De Waag (the Weighing House) in Schiedam is located next to the oldest building in the city: Grote- of Sint Janskerk.
Waagrecht (Weighing rights)
Schiedam has had weighing rights since 1339. When the port became unusable due to silting, Willem IV, Earl of Holland, commissioned the harbour to be deepened. What is now the Buitenhaven and the Lange Haven.
Because this was rather expensive, he compensated by giving the city weighing rights. The weighing rights brought the city money so it was an important entitlement. Schiedam already had market rights. The market rights gave the city a major economic boost, because the surrounding villages were forced to sell their goods in Schiedam.

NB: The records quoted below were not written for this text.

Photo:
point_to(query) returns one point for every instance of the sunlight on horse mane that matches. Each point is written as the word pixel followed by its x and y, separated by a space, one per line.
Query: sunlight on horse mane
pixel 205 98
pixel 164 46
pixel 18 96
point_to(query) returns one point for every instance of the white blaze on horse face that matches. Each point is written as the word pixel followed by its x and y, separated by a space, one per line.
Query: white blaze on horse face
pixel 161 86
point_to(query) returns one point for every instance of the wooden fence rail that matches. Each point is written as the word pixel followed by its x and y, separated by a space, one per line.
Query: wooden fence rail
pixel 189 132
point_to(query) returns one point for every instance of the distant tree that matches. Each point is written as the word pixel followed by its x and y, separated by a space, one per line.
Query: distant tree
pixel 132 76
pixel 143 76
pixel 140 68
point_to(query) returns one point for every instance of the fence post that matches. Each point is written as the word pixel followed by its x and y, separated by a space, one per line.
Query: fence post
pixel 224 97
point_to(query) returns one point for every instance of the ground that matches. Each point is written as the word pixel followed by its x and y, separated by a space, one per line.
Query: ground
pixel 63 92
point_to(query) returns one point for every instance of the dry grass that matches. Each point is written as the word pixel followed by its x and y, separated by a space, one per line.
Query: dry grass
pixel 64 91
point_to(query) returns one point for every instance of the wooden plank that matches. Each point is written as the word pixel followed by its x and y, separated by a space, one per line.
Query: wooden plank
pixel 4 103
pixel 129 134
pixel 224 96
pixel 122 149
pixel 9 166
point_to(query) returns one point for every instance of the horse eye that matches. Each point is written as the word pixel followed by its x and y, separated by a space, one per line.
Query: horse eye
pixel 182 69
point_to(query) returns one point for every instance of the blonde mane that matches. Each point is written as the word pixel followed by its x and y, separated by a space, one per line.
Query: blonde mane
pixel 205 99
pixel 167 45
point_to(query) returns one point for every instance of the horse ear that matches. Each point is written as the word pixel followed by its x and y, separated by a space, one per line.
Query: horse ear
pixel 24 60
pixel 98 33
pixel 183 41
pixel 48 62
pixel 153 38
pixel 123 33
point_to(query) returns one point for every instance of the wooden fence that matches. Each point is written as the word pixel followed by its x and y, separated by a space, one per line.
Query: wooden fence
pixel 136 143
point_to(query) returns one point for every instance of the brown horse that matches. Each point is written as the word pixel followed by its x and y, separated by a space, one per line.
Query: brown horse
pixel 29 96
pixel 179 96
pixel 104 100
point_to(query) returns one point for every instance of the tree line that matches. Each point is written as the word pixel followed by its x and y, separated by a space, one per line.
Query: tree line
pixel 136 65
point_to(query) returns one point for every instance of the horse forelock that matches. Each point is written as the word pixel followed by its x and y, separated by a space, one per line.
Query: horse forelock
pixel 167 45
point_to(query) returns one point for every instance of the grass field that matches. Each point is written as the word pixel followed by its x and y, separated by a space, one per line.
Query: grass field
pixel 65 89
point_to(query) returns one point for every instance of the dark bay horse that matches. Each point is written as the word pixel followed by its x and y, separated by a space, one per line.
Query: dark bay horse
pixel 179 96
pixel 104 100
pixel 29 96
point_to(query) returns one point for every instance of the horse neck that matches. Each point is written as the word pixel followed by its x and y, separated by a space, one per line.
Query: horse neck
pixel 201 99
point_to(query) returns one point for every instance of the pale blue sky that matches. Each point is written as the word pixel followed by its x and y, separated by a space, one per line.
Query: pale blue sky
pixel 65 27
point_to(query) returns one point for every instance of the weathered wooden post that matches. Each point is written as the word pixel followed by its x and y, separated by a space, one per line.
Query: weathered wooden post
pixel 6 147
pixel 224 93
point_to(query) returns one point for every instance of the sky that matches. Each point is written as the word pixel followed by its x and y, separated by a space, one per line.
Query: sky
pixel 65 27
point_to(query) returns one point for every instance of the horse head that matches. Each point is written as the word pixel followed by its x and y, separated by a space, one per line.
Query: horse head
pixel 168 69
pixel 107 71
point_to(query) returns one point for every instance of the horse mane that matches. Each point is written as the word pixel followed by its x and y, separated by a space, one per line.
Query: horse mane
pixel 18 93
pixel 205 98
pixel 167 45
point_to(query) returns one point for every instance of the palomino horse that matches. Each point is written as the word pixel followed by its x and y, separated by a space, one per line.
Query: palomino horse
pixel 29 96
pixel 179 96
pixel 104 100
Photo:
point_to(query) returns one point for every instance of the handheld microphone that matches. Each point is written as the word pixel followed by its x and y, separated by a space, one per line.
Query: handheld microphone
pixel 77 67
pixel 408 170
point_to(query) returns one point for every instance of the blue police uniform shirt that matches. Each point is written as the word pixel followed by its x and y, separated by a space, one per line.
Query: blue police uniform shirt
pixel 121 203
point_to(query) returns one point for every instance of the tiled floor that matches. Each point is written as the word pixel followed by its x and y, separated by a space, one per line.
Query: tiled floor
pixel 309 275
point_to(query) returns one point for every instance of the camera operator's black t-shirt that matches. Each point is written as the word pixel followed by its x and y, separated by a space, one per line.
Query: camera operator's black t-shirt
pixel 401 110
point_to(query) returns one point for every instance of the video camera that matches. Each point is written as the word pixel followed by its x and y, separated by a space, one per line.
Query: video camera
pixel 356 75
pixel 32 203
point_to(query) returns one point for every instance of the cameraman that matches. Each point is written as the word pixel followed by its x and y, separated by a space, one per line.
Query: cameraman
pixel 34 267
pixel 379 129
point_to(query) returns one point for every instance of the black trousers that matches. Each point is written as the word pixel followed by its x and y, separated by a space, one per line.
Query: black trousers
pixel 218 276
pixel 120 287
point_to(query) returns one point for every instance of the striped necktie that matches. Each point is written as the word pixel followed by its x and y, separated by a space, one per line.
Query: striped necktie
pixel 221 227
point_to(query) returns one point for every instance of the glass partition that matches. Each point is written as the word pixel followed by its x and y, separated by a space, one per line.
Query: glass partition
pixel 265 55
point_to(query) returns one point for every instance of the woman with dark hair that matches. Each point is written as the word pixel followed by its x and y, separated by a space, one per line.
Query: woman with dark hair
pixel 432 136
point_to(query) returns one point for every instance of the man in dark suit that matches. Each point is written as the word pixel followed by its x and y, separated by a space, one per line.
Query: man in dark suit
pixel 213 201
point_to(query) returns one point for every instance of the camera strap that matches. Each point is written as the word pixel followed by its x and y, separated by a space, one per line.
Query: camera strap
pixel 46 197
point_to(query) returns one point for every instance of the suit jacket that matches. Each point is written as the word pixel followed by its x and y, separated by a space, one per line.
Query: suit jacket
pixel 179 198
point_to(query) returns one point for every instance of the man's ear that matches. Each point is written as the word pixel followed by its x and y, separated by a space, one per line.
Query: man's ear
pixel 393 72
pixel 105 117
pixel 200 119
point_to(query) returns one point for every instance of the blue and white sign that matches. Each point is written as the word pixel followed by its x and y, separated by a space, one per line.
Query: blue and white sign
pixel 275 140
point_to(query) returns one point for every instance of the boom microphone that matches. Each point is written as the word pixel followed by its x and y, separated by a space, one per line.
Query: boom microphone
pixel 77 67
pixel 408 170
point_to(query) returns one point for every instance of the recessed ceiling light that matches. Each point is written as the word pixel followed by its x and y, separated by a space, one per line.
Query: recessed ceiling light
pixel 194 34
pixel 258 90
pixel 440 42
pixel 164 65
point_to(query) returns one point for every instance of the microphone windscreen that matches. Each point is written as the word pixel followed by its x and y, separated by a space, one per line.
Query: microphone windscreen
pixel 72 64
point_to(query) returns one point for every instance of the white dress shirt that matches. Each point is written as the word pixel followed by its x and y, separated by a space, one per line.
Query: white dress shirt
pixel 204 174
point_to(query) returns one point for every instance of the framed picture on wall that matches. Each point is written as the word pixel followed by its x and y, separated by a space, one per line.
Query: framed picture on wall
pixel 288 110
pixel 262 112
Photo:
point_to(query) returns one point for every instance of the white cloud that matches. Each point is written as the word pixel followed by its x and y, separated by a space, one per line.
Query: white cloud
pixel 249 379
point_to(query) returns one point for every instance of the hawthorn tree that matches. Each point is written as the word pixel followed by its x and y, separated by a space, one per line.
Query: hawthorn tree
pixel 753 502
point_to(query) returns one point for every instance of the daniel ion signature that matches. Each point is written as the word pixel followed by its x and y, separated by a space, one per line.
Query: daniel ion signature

The label (regulations) on the scales stated that anything under 6 pounds had to be weighed with calibrated scales. Anything above that had to be weighed on the city scale and a penalty of 20 shillings had to be paid. The main conditions were that only the weighing master was allowed to use the city weights and he had to keep relevant notes on all the goods he weighed.
Butter, cheese and juniper berries
The regulations also stipulated the amounts payable per article. It listed which goods were weighed. These were metals (copper, iron and lead), textiles and food, such as cheese, butter, meat, and also juniper berries.
Although Schiedam was infamous for the witch trials in the 16th century, the scales played no role in it. Unlike Oudewater, for example, where people were weighed and accused of witchcraft.
Waaggebouw (Weighing House)
From 1339 the weighing was done on the ground floor of the town hall at the Grote Markt. In 1579, when this space became too small, the weighing was moved to the former baptistery of the Grote- of Sint Janskerk, that was renovated in 1748.
The Foundation for the Promotion of Schiedam’s (Stichting Promotie Schiedam) I-Punt S'DAM (Tourist Information Point) has been situated here since June 2016.
Scales or balances
The scale (balance) has been back in its place since June 2016. The items were found in 2003 during excavation in the backyard of the Stedelijk Museum Schiedam. How they came to be there is unknown. What is known is that the device was especially made for the Waaggebouw in Schiedam, which opened in 1748.
The horizontal iron bar of the balance was missing and a new one was made in 2016 by the Schiedamse smid Rookbaard (Schiedam blacksmith Rookbaard).